需要求解的定态薛定谔方程$\hat H\psi=E\psi$:
$$ \left[-\frac{\hbar^2}{2\mu}\nabla^2+V(r)\right]\psi(r)=(E_t-E_c)\psi(r)=E \psi(r) $$
哈密顿量,忽略质心部分运动,只考虑中心力场部分:
$$ \begin{aligned} \hat{H} & = -\frac{\hbar^2}{2m_1}\nabla_1^2-\frac{\hbar^2}{2m_2}\nabla_2^2+V(\vec{r}_1-\vec{r}_2)\\ & = -\frac{\hbar^2}{2M}\nabla_R^2-\frac{\hbar^2}{2\mu }\nabla^2+V(\vec{r})\\ & =-\frac{\hbar^2}{2\mu }\nabla^2+V(\vec{r}) \end{aligned} $$
标量的拉普拉斯
$$ \nabla^2f=\nabla\cdot(\nabla f)=\frac{1}{\sqrt{g}}\partial_{j}(\sqrt{g}(\nabla f)^{j})=\frac{1}{\sqrt{g}}\partial_{j}(\sqrt{g}g^{ji}\nabla i f)\\=\frac{1}{\sqrt{g}}\partial{j}(\sqrt{g}g^{-1}_{jj}\nabla _j f) $$
$$ \begin{aligned} {\nabla}^{2}{\psi}& =\frac{1}{h_{1}h_{2}h_{3}}\bigg[\frac{\partial}{\partial u_{1}}\bigg(\frac{h_{2}h_{3}}{h_{1}}\frac{\partial\psi}{\partial u_{1}}\bigg)+\frac{\partial}{\partial u_{2}}\bigg(\frac{h_{3}h_{1}}{h_{2}}\frac{\partial\psi}{\partial u_{2}}\bigg)+\frac{\partial}{\partial u_{3}}\bigg(\frac{h_{1}h_{2}}{h_{3}}\frac{\partial\psi}{\partial u_{3}}\bigg)\bigg]. \end{aligned} $$
具有球对称性中心力场可以使用球坐标展开哈密顿量算符
$$ \begin{aligned} \nabla^2&=\frac 1{r^2\sin\theta}\bigg[\partial _r\bigg(\frac {r^2\sin\theta}{1}\partial _r\bigg) +\partial _\theta\bigg(\frac {r\sin\theta}{r}\partial _\theta\bigg) +\partial \varphi\bigg(\frac{r}{r\sin\theta}\partial\varphi\bigg)\bigg] \\ &=\frac 1{r^2\sin\theta}\bigg[\partial _r\bigg({r^2\sin\theta}\partial _r\bigg) +\partial _\theta\bigg( {\sin\theta}\partial _\theta\bigg) +\frac{1}{\sin\theta}\partial _\varphi^2\bigg] \end{aligned} $$
带入球坐标展开到定态薛定谔方程,分离角向变量和径向变量(球对称$V(\vec r)\to V(r),\partial _{\theta , \varphi}V=0$)
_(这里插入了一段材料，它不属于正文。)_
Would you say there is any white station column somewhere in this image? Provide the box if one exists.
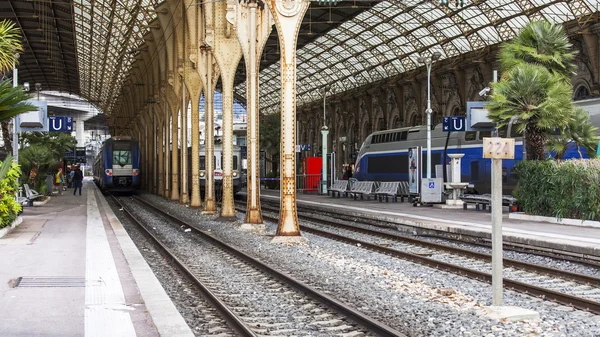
[75,117,85,147]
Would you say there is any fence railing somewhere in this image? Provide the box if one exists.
[260,174,328,193]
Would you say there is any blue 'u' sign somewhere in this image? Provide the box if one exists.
[442,116,467,132]
[48,116,73,132]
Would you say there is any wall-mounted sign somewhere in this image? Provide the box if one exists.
[483,137,515,159]
[408,146,423,194]
[48,116,73,132]
[442,116,467,132]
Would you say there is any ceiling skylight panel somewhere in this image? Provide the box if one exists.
[392,13,421,30]
[452,36,471,53]
[433,18,462,37]
[346,56,365,71]
[585,0,600,12]
[414,4,446,21]
[496,0,524,18]
[411,28,438,46]
[508,15,529,32]
[477,27,500,46]
[541,3,575,23]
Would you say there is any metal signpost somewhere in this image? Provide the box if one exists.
[483,137,515,306]
[48,116,73,132]
[408,146,423,194]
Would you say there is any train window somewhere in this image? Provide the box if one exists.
[368,154,408,173]
[498,125,508,138]
[510,125,522,138]
[113,150,131,166]
[471,160,479,181]
[479,131,492,140]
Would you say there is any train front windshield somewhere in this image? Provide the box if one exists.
[113,142,133,167]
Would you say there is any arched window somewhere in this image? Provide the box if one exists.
[574,85,590,100]
[410,113,423,126]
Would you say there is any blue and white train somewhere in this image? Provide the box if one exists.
[353,98,600,194]
[94,136,141,192]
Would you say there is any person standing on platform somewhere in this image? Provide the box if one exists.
[54,167,65,195]
[73,166,83,195]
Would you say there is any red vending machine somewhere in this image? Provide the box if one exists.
[302,157,323,193]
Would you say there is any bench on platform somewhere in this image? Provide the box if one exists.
[23,184,41,206]
[398,181,413,202]
[349,181,376,200]
[327,180,348,198]
[374,181,400,202]
[461,194,517,212]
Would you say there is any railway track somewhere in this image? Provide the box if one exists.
[121,194,404,336]
[253,199,600,268]
[238,201,600,314]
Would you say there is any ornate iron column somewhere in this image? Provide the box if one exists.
[179,80,190,204]
[234,1,273,229]
[267,0,309,242]
[197,2,219,214]
[214,0,242,220]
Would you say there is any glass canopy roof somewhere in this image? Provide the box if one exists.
[73,0,158,113]
[247,0,600,113]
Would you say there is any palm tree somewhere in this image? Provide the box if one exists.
[499,21,577,81]
[0,20,36,153]
[0,80,37,153]
[19,145,52,186]
[548,107,600,159]
[487,63,573,159]
[0,20,23,72]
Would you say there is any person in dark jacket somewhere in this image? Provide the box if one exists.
[73,166,83,195]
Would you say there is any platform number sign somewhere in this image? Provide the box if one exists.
[483,137,515,159]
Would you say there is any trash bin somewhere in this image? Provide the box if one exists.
[319,180,328,195]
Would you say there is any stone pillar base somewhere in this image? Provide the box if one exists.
[484,306,540,322]
[271,236,308,246]
[215,216,238,222]
[240,223,267,234]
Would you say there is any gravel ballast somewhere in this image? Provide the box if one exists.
[135,194,600,336]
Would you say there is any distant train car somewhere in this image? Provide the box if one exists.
[94,136,141,192]
[182,143,242,199]
[353,98,600,194]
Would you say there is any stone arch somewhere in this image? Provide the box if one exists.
[573,79,591,100]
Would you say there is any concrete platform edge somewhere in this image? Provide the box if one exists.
[508,213,600,228]
[0,216,23,238]
[244,194,600,257]
[94,185,194,337]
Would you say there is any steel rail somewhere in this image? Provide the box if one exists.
[133,196,406,337]
[298,207,600,287]
[261,196,600,268]
[240,202,600,314]
[111,195,258,337]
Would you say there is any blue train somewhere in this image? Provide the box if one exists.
[353,99,600,194]
[94,136,141,192]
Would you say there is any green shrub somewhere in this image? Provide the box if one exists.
[514,159,600,220]
[0,156,22,228]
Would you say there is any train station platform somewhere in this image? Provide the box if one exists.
[0,181,194,337]
[240,189,600,261]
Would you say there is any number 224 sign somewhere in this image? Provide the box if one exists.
[483,137,515,159]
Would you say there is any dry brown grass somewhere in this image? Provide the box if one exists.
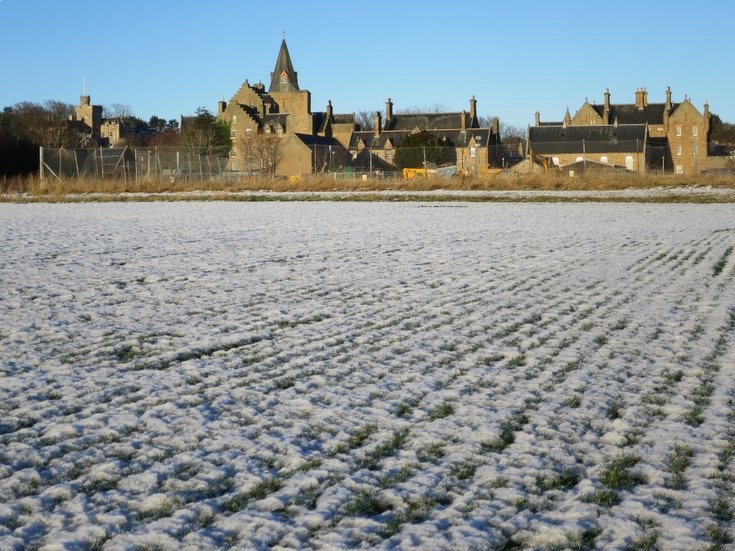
[0,174,735,200]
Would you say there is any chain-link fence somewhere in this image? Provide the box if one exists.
[40,147,230,182]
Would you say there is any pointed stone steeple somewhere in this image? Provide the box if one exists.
[268,38,299,93]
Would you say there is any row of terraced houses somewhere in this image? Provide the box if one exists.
[72,39,732,176]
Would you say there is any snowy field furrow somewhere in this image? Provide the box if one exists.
[0,202,735,550]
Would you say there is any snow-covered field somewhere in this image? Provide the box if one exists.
[0,203,735,550]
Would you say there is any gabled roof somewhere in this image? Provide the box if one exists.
[268,38,299,93]
[590,103,679,124]
[384,113,469,132]
[528,124,646,154]
[293,134,344,149]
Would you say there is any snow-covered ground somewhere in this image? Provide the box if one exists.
[0,202,735,550]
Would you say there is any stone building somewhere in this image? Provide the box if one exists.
[349,96,500,174]
[69,95,125,147]
[217,40,499,176]
[217,39,355,176]
[529,88,711,174]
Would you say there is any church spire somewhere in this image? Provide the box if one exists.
[268,38,299,93]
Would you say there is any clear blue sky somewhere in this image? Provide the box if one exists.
[0,0,735,127]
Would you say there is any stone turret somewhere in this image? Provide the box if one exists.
[268,38,299,93]
[635,88,648,110]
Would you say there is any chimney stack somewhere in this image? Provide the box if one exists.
[635,88,648,109]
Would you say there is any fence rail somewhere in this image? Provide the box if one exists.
[39,147,229,182]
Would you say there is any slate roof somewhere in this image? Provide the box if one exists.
[350,128,492,149]
[528,124,646,155]
[294,134,344,149]
[384,113,462,131]
[591,103,678,124]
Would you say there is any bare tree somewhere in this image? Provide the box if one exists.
[500,122,528,144]
[182,107,232,155]
[235,131,282,176]
[8,100,77,147]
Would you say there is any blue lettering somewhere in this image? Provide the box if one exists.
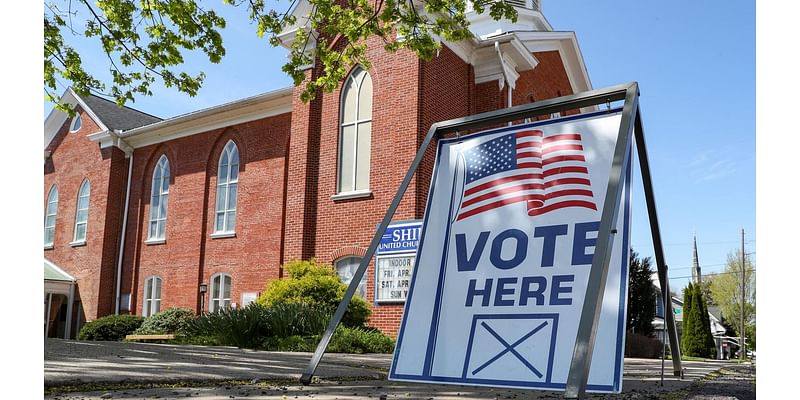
[519,276,547,306]
[465,278,492,307]
[489,229,528,269]
[494,277,517,307]
[533,225,567,267]
[572,221,600,265]
[456,232,489,271]
[550,275,575,306]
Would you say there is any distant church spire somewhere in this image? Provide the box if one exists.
[692,234,702,284]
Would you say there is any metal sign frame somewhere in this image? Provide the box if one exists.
[300,82,681,399]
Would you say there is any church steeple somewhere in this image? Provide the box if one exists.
[692,234,702,284]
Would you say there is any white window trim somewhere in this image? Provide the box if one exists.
[44,185,58,250]
[211,140,242,234]
[70,179,92,242]
[142,275,164,317]
[333,254,369,300]
[211,231,236,239]
[331,189,372,201]
[145,154,172,239]
[340,66,374,195]
[208,272,235,313]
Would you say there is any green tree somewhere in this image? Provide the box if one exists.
[693,285,717,358]
[681,283,715,358]
[681,282,695,356]
[707,251,756,343]
[44,0,517,112]
[627,250,658,336]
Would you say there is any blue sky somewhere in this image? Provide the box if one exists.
[44,0,756,290]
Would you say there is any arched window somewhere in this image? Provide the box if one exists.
[336,256,367,299]
[208,273,231,312]
[44,185,58,247]
[73,179,90,243]
[147,155,170,240]
[214,140,239,233]
[142,276,161,317]
[337,67,372,193]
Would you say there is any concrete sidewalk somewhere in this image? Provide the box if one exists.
[44,339,755,400]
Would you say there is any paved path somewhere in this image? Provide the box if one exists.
[44,339,755,400]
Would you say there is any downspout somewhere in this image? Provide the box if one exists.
[494,41,513,126]
[114,135,133,315]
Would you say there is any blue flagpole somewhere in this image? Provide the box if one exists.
[422,150,466,377]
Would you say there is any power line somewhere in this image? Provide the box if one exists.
[669,268,756,279]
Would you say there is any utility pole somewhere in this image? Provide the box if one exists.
[739,228,747,360]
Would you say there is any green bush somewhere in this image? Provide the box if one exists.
[78,315,144,341]
[258,258,371,327]
[187,303,269,349]
[625,332,664,358]
[324,326,394,354]
[267,303,332,340]
[134,308,195,336]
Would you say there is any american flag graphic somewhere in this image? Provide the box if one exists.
[456,130,597,221]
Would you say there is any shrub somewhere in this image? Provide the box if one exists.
[258,258,371,327]
[78,315,144,341]
[267,303,332,340]
[324,326,394,354]
[187,303,269,349]
[625,332,664,358]
[134,308,195,335]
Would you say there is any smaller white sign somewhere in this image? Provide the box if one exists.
[375,253,416,303]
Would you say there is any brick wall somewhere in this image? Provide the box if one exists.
[44,43,588,335]
[122,114,291,314]
[42,107,127,320]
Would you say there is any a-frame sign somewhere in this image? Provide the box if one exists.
[301,82,681,398]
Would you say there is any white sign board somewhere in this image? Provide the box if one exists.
[375,253,416,303]
[389,111,630,392]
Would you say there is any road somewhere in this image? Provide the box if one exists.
[44,339,755,400]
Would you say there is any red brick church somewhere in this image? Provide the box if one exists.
[42,0,592,337]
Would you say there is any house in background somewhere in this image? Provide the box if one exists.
[42,0,592,337]
[653,282,738,360]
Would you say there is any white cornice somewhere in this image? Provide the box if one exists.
[114,87,294,148]
[515,31,594,111]
[44,88,108,149]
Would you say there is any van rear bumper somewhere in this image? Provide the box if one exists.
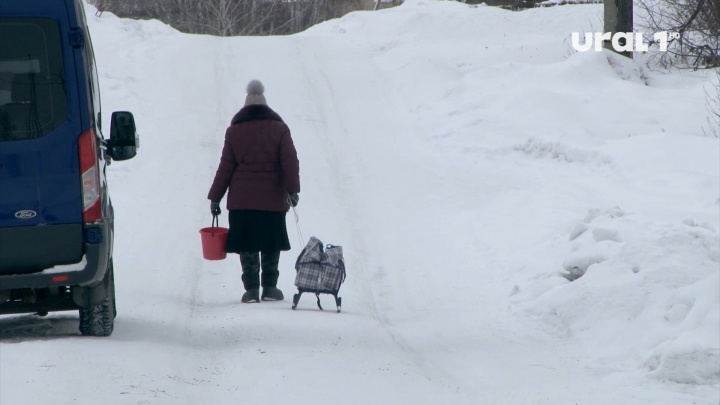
[0,223,112,290]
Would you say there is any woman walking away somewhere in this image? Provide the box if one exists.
[208,80,300,303]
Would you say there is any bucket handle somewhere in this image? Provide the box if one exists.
[210,215,220,237]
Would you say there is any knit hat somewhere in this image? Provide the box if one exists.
[245,80,267,105]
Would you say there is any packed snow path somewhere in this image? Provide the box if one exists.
[0,1,720,405]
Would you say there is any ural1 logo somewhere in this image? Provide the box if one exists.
[572,31,680,52]
[15,210,37,219]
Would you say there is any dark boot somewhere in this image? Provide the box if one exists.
[240,288,265,304]
[240,252,260,302]
[261,251,280,295]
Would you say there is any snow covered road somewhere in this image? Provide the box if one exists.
[0,0,720,405]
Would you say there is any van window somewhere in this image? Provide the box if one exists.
[0,18,67,142]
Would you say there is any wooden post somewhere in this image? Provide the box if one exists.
[603,0,634,59]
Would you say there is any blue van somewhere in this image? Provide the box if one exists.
[0,0,139,336]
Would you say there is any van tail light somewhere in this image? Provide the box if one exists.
[78,128,102,223]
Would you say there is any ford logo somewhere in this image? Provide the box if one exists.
[15,210,37,219]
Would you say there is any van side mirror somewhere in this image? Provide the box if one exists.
[108,111,140,160]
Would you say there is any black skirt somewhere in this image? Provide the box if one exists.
[225,210,290,253]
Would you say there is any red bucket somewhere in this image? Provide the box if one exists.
[200,227,228,260]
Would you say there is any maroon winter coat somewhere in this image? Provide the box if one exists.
[208,104,300,211]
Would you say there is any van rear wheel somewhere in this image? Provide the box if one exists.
[80,259,116,336]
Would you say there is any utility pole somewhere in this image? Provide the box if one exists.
[604,0,633,59]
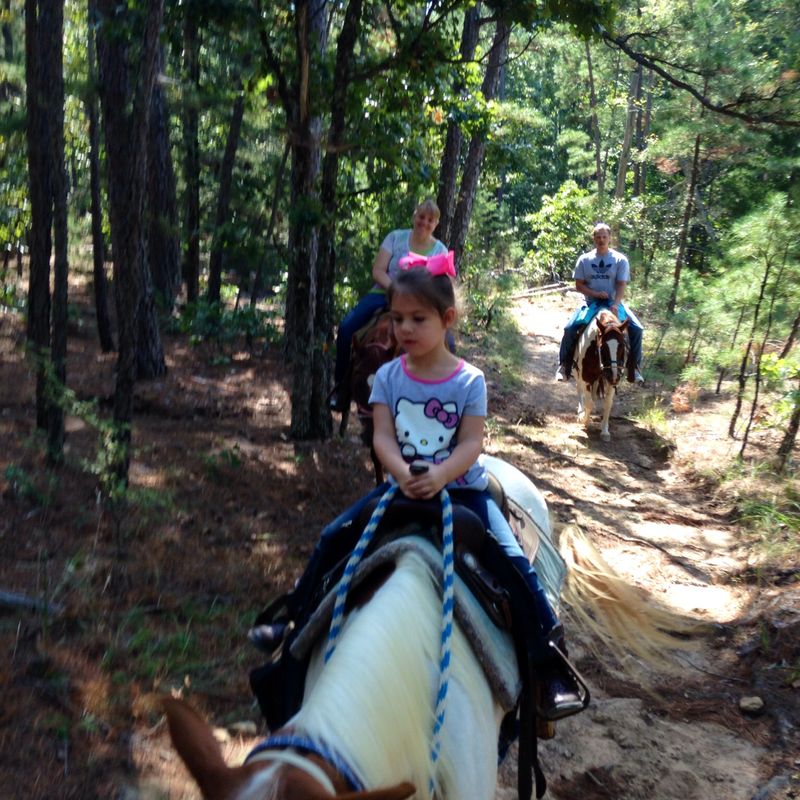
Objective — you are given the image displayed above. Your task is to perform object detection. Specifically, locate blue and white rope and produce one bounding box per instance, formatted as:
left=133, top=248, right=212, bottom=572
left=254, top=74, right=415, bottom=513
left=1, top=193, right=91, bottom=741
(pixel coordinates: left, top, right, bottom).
left=325, top=484, right=455, bottom=795
left=430, top=489, right=455, bottom=795
left=325, top=483, right=397, bottom=664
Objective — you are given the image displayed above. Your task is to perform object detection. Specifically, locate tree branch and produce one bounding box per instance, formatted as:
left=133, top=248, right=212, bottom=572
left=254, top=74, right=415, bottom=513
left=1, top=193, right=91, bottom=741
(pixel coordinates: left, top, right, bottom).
left=601, top=30, right=800, bottom=128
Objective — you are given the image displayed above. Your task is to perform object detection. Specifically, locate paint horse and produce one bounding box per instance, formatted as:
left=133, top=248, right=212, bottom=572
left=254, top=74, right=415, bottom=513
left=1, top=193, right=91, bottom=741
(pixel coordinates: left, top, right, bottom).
left=339, top=311, right=398, bottom=485
left=165, top=456, right=566, bottom=800
left=575, top=308, right=628, bottom=442
left=164, top=456, right=683, bottom=800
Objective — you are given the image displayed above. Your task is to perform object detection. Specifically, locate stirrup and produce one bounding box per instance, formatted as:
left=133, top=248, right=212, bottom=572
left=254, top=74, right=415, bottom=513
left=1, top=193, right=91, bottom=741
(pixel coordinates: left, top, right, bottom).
left=536, top=640, right=591, bottom=722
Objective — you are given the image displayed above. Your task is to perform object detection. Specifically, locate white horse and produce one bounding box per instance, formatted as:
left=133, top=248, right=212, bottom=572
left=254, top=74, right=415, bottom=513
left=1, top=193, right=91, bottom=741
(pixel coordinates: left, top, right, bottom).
left=163, top=456, right=682, bottom=800
left=165, top=552, right=503, bottom=800
left=575, top=308, right=628, bottom=442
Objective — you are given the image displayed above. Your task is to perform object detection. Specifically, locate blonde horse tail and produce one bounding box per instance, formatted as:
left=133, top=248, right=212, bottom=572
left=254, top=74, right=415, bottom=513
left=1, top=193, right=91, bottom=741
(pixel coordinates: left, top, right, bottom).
left=559, top=526, right=701, bottom=677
$$ \hat H\psi=E\psi\to\bigg[-\frac{\hbar^2}{2\mu }\nabla^2+V(\vec{r})\bigg]R(r)Y(\theta,\varphi)=ER(r)Y(\theta,\varphi) $$
Laplace算符中径向偏导部分与$Y(\theta,\varphi)$无关,可以提出偏导;角向部分与$R(r)$无关,同理提出偏导:
$$ -\frac{\hbar^2}{2\mu }\frac 1{r^2\sin\theta}\bigg[\frac {\partial _r\bigg({r^2\sin\theta}\partial _rR\bigg)}{R} +\frac{\partial _\theta\bigg( {\sin\theta}\partial _\theta Y\bigg)}{Y} +\frac{1}{Y\sin\theta}\partial _\varphi^2Y\bigg]+V(r)-E=0 $$
分离变量,引入分离常数$-\frac {\lambda \hbar^2}{2\mu r^2}$
$$ \begin{aligned} &-\frac{\hbar^2}{2\mu }\frac 1{r^2\sin\theta}\bigg[\frac {\partial _r\bigg({r^2\sin\theta}\partial _rR\bigg)}{R}\bigg]+V(r)-E\\ =&\frac{\hbar^2}{2\mu }\frac 1{r^2\sin\theta}\bigg[\frac{\partial _\theta\bigg( {\sin\theta}\partial _\theta Y\bigg)}{Y} +\frac{1}{Y\sin\theta}\partial _\varphi^2Y\bigg]\\ =&-\frac {\lambda \hbar^2}{2\mu r^2} \end{aligned} $$
集中注意力得到,径向部分仅为Laplace径向分量,可以使用径向动量算符的平方代替;角向部分实际上是角动量平方算符:
$$ \frac {1}{2\mu}(-\hbar^2\nabla^2_r)R+\frac {\lambda \hbar^2}{2\mu r^2}R+VR=ER $$
$$ \bigg[\frac {\hat p^2_r}{2\mu}+\frac {\lambda \hbar^2}{2\mu r^2}+V\bigg]R(r)=ER(r) $$